Investors take to streets as share prices nosedive again
Sunday, 30 October 2011
FE Report
Investors again took to the streets at Motijheel Sunday, as share prices in the Dhaka Stock Exchange (DSE) nose-dived, despite repeated assurances by different stakeholders.
The infuriated investors blockaded the road in front of the DSE building and staged demonstration there soon after the DSE General Index (DGEN) fell by 150 points at around 12:15pm and the massive erosion began.
At the end of the day's four-hour trading session, the DGEN slumped to nearly two years' low to close at 5,077.12 points, losing 231.65 points or 4.36 per cent.
Losers thrashed the gainers, as out of the 251 issues traded, only seven advanced, 237 declined and seven remained unchanged, while the turnover value stood at Tk 3.30 billion.

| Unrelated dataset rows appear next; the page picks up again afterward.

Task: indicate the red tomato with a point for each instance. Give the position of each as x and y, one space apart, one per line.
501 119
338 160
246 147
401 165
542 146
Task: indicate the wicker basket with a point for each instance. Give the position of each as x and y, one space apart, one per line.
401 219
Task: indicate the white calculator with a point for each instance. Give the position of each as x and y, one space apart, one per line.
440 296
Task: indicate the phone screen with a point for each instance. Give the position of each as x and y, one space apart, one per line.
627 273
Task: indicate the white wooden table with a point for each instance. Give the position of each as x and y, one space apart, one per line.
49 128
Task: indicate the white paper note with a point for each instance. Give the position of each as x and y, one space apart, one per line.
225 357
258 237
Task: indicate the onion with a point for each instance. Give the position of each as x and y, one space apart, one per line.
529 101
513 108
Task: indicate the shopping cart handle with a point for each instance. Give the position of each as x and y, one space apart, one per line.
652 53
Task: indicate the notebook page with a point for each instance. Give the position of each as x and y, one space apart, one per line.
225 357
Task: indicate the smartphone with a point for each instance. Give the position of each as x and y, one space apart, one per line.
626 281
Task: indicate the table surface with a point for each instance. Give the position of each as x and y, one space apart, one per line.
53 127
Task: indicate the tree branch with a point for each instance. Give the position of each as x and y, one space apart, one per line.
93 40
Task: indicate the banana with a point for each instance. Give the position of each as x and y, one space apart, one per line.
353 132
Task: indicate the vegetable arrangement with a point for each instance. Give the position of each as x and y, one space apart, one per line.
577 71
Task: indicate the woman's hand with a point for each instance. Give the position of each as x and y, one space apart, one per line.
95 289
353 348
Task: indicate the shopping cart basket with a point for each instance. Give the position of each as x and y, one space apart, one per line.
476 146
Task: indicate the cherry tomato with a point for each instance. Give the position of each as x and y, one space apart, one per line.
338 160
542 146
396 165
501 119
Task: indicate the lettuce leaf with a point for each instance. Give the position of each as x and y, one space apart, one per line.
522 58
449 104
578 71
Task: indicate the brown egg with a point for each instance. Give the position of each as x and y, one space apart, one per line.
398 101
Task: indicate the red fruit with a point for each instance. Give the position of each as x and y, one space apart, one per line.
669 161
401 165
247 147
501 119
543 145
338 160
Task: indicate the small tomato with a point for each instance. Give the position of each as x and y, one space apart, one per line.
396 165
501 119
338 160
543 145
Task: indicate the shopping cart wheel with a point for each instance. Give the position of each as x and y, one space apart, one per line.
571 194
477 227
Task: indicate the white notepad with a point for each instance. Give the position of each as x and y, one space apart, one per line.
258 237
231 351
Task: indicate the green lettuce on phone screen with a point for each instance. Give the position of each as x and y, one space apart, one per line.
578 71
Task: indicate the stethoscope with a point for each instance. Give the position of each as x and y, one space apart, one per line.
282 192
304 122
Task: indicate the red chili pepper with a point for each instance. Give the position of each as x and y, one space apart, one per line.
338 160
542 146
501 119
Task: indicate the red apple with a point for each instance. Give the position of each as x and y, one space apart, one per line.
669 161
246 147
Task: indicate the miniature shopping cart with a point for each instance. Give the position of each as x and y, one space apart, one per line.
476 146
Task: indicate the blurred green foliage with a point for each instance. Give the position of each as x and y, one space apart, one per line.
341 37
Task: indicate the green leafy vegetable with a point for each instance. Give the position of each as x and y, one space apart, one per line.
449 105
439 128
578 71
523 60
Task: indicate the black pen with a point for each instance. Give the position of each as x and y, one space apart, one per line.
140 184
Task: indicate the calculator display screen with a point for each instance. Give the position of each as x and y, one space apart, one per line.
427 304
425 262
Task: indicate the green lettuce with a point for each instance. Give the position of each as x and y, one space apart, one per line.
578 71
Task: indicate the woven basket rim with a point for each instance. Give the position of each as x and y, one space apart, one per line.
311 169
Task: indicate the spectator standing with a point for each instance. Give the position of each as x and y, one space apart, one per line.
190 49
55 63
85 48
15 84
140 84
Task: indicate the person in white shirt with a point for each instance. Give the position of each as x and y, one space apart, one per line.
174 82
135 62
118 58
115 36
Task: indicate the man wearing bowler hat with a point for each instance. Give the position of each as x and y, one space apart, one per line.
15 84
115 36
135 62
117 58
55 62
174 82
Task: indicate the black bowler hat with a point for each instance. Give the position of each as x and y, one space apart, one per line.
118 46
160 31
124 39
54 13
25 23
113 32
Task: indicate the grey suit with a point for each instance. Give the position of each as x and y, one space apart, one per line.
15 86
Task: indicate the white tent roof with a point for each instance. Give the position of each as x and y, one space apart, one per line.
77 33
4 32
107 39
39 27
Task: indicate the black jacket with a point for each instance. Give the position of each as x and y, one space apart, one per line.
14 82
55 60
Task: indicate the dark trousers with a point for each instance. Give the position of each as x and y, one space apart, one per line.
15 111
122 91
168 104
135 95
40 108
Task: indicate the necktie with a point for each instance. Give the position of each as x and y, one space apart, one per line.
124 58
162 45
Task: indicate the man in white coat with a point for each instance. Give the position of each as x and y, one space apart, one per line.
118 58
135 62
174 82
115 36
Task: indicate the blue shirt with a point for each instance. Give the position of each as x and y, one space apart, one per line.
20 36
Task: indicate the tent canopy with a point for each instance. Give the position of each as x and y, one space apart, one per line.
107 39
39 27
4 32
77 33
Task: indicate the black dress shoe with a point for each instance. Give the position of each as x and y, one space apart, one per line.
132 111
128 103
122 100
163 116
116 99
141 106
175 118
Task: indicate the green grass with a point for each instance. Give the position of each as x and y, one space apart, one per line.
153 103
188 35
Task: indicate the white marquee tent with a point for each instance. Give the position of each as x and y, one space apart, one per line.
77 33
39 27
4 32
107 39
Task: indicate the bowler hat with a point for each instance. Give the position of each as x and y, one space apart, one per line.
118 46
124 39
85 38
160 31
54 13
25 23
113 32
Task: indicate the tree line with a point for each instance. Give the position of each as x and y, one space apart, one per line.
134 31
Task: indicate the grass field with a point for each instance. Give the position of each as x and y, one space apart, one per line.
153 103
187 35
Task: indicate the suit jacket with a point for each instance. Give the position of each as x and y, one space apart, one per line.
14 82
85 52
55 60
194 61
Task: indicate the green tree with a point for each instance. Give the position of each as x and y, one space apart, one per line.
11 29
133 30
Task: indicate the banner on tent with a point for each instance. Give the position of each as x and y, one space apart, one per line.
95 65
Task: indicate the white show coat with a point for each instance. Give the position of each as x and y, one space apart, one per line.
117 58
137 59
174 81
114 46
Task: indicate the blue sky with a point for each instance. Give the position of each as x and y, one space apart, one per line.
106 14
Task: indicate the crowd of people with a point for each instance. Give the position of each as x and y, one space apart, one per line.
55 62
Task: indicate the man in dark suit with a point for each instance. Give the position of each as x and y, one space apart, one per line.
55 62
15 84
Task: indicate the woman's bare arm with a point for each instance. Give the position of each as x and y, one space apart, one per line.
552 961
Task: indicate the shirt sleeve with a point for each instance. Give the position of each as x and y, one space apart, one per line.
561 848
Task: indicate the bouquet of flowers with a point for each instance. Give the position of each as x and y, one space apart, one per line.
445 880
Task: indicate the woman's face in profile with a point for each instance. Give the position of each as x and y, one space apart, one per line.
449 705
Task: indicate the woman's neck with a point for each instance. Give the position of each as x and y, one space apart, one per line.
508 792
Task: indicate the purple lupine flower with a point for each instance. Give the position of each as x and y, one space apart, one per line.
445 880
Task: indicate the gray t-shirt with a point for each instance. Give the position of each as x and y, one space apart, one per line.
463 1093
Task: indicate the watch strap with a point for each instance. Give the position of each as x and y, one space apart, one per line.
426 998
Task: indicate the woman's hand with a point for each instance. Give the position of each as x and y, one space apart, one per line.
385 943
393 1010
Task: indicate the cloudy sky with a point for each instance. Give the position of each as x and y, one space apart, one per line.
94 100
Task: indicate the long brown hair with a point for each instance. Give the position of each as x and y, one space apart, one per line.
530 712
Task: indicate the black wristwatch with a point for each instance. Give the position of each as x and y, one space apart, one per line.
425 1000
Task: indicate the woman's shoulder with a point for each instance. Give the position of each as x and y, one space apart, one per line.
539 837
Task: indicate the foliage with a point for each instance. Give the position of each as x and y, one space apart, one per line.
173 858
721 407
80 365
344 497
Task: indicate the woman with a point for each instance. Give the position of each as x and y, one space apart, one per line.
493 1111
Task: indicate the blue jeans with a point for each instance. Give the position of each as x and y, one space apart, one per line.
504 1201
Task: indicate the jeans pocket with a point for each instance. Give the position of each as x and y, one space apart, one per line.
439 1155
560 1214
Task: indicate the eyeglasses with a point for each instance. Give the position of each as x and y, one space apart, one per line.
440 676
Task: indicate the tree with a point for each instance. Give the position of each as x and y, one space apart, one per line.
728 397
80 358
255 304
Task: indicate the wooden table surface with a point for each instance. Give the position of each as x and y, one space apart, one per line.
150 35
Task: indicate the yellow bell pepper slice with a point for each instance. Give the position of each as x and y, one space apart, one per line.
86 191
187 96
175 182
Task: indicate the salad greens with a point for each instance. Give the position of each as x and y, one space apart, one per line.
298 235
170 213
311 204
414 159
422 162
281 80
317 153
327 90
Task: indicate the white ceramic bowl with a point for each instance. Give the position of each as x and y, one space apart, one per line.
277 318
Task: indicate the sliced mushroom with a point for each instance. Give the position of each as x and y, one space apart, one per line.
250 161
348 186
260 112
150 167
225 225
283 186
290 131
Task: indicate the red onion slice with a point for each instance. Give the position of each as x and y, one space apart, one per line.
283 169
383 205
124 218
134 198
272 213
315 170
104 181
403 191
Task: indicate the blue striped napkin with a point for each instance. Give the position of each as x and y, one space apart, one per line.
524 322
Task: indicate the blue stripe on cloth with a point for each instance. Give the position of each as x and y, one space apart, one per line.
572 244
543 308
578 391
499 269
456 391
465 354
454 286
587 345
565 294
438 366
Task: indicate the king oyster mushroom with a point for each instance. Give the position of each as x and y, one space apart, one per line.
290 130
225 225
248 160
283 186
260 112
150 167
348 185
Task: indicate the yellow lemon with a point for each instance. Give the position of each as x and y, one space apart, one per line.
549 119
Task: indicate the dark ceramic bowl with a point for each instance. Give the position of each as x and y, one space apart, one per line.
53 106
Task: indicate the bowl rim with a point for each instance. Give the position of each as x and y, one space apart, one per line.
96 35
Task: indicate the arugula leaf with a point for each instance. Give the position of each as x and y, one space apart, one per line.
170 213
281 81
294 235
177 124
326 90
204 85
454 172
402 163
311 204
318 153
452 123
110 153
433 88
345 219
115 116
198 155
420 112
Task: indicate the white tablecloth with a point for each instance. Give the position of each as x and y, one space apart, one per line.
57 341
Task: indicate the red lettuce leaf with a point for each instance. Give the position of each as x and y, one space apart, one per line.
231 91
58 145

The authorities deployed a large number of policemen in the area before the day's trading started, sensing brewing anger among the investors for the last few days, following ceaseless slide in share prices.
The investors, under the banner of Bangladesh Share Market Investors Unity Council (BSMIUC), positioned themselves on the busy road in front of the DSE, halting traffic movement from Shapla Square to Ittefaq Intersection until around 4pm.
The investors set fire to wooden boxes, papers and tyres to ventilate their anger. They also chanted slogans against Finance Minister A M A Muhith, Bangladesh Bank Governor Atiur Rahman and DSE president Shakil Rizvi, and demanded their immediate resignation, blaming them for the current market debacle.
At one point, the aggrieved investors engaged in altercation with the law enforcers, and chase and counter chase between police and investors took place for a while. Police, however, took the situation under control without any major untoward incident.
The investors also urged the brokerage houses to suspend share trading today (Monday) and urged all to abstain from trading activities.
They also threatened to go for countrywide agitation after the Eid-ul-Azha, if the government fails to bring back normalcy in the market before Eid.
The investors blamed the finance minister for his continuous 'contradictory and negative comments' on the market.
"The finance minister Thursday said it's a strange market, and there is no market in the world like it. His comments about the market are rubbish. He should not say anything about the market," said an angry investor in front of the DSE.
The BSMIUC leaders criticised the latest comments of the World Bank (WB) and the International Monetary Fund (IMF) for the continuous market fall.
They also blamed the central bank governor for not making further investment of banks, saying he is also responsible for the situation.
The investors demanded immediate investment of the banks' promised fund to save them from further loss, as the banks and institutional investors are yet to become active in the market.
The demonstrators sought immediate intervention of Prime Minister Sheikh Hasina to restore normalcy in the market, as repeated promises and regulatory measures failed to revive the investors' confidence.
The investors said they have lost almost 90 per cent of their capital due to the latest market slump.
Later, they brought out a procession to the Shapla Square. However, no major untoward incident took place because of strong vigilance of the law-enforcers.
"Speculations over the comments by the WB and the IMF created panic among small investors, and they sold off shares fearing further loss," said a stock broker.